この記事では、医療事務の資格を履歴書の免許・資格欄に正しく書く方法を解説します。主な資格の正式名称一覧、「合格」「認定」「修了」の使い分け、複数資格がある場合の記載順序、採用担当者が実際に確認するポイントまでをまとめています。
採用担当者が医療事務の資格欄で最初に確認すること
医療事務の採用担当者が履歴書の免許・資格欄で確認するのは、大きく分けて2点です。「正式名称で記載されているか」と「動詞(合格・認定・修了)が適切か」という点です。

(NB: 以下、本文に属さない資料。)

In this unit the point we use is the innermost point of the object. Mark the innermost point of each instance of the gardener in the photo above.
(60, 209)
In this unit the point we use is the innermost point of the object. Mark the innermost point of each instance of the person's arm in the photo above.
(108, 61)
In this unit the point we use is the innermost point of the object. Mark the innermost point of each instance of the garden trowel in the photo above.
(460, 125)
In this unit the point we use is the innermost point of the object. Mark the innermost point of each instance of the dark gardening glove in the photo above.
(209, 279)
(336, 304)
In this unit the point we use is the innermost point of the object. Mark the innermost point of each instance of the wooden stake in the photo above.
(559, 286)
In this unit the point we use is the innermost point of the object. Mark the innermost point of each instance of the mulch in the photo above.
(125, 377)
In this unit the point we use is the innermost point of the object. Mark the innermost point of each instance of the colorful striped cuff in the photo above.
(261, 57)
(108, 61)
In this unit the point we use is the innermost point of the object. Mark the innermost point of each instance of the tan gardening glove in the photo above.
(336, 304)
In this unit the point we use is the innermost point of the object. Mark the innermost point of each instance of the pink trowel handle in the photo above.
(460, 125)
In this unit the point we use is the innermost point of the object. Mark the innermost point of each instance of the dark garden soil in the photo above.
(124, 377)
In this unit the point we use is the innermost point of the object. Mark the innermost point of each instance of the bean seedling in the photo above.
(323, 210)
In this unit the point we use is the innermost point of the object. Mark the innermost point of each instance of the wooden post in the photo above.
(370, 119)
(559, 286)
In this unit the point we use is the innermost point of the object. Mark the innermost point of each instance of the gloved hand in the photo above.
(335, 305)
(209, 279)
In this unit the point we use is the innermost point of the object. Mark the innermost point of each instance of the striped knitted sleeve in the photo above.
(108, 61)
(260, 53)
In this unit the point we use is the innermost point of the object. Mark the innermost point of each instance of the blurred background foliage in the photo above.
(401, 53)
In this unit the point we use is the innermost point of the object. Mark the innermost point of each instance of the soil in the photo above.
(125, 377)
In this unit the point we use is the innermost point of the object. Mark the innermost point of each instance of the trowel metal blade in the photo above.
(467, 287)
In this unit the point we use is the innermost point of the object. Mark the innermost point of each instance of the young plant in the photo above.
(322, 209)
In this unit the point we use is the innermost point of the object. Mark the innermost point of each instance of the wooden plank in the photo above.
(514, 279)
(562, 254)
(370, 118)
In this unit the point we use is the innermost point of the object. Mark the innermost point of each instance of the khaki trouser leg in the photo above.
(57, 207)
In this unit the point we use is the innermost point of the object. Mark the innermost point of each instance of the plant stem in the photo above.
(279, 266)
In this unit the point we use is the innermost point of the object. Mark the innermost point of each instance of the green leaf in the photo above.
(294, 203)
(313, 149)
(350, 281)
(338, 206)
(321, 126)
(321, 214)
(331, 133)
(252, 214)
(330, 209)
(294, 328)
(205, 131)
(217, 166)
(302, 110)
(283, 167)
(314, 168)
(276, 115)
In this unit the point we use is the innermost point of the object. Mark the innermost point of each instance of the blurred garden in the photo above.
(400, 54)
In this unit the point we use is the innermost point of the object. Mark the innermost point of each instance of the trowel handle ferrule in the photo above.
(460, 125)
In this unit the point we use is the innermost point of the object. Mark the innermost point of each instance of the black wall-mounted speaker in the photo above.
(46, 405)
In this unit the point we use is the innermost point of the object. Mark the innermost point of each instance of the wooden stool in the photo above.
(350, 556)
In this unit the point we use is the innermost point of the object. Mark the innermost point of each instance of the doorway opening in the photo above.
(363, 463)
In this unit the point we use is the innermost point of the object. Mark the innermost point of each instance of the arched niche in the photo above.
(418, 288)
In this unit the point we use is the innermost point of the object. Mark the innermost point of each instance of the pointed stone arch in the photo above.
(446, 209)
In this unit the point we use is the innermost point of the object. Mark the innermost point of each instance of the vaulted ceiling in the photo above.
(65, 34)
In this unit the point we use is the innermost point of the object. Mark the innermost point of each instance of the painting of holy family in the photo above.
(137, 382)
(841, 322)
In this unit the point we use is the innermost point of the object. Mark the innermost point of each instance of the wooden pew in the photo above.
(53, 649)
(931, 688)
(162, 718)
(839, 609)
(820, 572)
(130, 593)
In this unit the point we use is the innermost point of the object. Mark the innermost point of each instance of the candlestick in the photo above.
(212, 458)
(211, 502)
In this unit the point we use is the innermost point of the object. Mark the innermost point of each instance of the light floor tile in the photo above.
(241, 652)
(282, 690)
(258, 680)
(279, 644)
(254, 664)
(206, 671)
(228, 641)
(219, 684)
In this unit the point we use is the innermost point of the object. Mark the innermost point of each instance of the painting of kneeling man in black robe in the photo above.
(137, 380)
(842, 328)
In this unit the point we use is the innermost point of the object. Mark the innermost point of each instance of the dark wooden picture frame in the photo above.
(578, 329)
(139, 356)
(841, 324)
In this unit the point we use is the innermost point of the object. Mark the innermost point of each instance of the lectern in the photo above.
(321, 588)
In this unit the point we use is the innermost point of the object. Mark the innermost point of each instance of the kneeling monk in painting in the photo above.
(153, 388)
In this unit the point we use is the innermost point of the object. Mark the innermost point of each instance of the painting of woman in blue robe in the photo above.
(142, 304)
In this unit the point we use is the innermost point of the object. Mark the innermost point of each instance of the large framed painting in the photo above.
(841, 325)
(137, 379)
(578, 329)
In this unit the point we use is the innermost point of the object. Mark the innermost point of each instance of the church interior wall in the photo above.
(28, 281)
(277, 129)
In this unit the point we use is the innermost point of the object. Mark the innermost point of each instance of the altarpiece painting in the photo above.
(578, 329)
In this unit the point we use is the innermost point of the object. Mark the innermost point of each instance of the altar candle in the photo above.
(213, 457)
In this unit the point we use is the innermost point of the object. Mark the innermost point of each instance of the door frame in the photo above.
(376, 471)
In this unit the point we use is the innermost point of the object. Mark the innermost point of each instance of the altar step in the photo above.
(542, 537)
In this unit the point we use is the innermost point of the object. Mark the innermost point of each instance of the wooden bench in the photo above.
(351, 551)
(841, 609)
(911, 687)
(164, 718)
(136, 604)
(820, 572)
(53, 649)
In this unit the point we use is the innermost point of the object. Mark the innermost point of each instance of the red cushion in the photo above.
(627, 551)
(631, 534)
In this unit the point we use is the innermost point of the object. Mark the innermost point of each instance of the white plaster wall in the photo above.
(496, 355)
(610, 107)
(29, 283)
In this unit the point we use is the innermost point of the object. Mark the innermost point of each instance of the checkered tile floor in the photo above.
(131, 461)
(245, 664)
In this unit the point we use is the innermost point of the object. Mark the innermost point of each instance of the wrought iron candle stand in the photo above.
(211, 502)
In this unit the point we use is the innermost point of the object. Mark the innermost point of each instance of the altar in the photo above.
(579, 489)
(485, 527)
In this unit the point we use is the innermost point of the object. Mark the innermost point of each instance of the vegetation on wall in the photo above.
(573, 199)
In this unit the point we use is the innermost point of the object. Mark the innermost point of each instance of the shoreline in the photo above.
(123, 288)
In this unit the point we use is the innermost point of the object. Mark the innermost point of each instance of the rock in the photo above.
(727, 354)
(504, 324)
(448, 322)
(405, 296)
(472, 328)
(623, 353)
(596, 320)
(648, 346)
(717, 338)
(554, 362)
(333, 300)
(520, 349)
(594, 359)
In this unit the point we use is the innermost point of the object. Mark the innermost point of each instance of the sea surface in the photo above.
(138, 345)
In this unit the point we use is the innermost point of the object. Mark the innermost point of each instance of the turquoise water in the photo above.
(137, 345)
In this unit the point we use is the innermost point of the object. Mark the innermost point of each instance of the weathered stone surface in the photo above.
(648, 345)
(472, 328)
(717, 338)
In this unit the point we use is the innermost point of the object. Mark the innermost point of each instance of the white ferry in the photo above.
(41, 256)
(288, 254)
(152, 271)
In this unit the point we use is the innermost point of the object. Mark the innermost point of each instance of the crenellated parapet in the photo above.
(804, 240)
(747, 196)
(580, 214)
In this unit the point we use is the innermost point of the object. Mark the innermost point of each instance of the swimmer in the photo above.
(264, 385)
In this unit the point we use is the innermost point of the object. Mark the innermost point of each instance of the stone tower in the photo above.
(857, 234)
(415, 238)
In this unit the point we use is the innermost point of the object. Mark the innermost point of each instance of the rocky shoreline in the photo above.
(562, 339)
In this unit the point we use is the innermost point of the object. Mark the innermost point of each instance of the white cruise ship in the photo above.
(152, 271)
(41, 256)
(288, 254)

医療事務のレセプト業務は、診療報酬点数の細かなルールを正確に処理する仕事です。履歴書の段階から正式名称を正しく書けるかどうかは、その「正確性へのこだわり」を採用担当者が測る材料になります。
採用担当者はここを見ている
- 資格の正式名称が正確か(通称・略称を使っていないか)
- 「合格」「認定」「修了」の動詞が適切か
- 取得年月が時系列で正確に記入されているか
- 複数の資格を持つ場合、評価が高い資格から記載されているか
「正式名称」と「動詞の選択」の2点が最重要
採用担当者が資格欄の記載で最初に見るのは「正式名称が合っているか」という点です。同じ医療事務の資格でも、主催団体が異なれば名称は変わります。「医療事務技能審査試験」と「医療事務管理士技能認定試験」は別の資格ですが、両方を「医療事務取得」と書いてしまうと、採用担当者はどちらを持っているか判断できません。
次に確認されるのが動詞の選択です。「取得」「合格」「認定」「修了」のどれを使うかは、資格の種類によって決まります。ここを間違えると「自分が持っている資格の内容を把握していない」という印象を与えます。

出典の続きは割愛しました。